The FonixCrypter ransomware gang announced the end of its operations, claimed to have deleted the malware's source code, and released the master RSA key that should be good to decrypt all associated infections. The announcement came through Twitter a few hours ago, and the group promises to follow up with a detailed statement that may explain the exact reasons behind that decision. In summary, the team appears to have second thoughts about how they should use their abilities.

Not every team member agrees with this decision, though, and some, like the Telegram channel admin, for example, are actively trying to scam people and collect the last bits of money they can.

Although the decrypter that’s openly shared could be a trick to spread backdoors, security researchers from Recorded Future have tested it and confirmed that it’s indeed the master key, so you can use it to unlock your files.
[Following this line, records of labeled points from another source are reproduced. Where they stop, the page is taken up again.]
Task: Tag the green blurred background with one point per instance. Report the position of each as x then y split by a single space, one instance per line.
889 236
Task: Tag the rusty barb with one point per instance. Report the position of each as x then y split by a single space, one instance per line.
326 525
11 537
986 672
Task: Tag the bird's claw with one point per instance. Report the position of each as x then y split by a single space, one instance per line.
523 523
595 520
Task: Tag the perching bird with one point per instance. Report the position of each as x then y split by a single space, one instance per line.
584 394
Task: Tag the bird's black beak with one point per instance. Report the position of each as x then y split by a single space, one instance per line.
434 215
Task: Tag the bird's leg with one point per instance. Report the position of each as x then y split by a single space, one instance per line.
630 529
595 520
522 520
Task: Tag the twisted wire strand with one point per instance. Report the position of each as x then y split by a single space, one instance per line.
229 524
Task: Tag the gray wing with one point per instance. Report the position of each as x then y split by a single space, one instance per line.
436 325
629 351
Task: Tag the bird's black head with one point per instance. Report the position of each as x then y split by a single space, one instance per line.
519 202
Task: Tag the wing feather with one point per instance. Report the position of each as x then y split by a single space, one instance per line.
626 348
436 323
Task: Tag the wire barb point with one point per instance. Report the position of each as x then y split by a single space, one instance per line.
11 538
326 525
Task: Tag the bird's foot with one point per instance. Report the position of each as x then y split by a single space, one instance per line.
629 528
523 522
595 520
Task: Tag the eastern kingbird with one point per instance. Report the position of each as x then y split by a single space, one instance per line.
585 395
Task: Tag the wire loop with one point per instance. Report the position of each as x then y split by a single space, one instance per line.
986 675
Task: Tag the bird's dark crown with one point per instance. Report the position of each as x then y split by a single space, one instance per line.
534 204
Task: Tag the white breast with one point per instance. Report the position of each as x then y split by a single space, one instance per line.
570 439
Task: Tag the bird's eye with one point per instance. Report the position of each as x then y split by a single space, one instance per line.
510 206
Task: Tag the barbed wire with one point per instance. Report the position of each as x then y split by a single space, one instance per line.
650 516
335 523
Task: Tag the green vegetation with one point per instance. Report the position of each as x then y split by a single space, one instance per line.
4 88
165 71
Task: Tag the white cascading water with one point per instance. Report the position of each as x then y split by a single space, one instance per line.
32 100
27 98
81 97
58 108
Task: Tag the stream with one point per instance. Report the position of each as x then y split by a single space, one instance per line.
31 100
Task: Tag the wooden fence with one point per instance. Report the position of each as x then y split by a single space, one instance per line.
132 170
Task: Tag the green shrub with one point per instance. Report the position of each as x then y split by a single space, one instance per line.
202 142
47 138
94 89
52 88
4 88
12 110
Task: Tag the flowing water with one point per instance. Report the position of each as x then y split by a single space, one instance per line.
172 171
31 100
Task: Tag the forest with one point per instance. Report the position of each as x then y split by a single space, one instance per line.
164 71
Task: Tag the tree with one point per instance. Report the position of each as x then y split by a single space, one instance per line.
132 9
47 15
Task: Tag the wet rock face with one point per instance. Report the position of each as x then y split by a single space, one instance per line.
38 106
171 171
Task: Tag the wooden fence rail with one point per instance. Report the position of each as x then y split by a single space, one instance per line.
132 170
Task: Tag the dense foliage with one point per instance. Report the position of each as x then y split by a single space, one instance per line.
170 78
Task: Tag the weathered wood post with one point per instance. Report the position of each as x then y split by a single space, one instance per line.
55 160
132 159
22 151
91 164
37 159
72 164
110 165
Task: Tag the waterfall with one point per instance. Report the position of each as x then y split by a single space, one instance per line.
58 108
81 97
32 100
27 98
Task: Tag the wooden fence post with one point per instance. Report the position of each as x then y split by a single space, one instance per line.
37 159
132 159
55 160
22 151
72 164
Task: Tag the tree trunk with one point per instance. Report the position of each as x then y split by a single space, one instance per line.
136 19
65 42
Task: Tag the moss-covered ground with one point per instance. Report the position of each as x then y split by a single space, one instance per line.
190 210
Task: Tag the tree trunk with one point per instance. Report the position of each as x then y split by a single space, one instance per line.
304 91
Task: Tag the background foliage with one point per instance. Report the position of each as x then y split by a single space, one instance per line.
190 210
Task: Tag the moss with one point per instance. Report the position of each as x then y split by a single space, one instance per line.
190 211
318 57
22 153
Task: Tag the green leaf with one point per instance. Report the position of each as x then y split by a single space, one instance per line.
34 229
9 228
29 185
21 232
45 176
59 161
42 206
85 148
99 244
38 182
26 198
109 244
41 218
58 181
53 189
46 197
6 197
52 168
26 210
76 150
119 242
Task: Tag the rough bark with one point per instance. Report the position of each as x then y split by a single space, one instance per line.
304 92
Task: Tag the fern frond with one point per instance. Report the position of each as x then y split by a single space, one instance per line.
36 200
Of course, you can minimize the chances of finding additional trouble by waiting for a decryptor from a security firm to be released, possibly by Emsisoft or BitDefender, and this shouldn’t take more than a week.

Fonix was a group that came into existence in the summer of 2020, so the whole operation didn’t last long. Its operators previously specialized in developing binary crypters/packers, so they decided to leap to the ransomware space to pursue more money. To draw capable members in the new RaaS platform, Fonix didn’t require a cut. This helped them get some growth, but the project never really took off.

The ransomware itself uses a combination of AES, Chacha, RSA, and Salsa20 to encrypt the victim’s files. Because of this mix of multiple encryption protocols, the encryption process is significantly slower than other ransomware strains. The characteristic file extension appended by FonixCrypter is “.XINOF,” which is the name given to the drive/volume labels too.

It is likely that the Fonix team wasn’t making enough money to justify the risk of finding trouble, so they thought it’d be better to call it a day and launch a white-hat security service instead. Although there has been an explosion of ransomware infections in 2020, the space remained dominated by a handful of “big players.” Among the newcomers, the one that got to establish the strongest foothold was Egregor.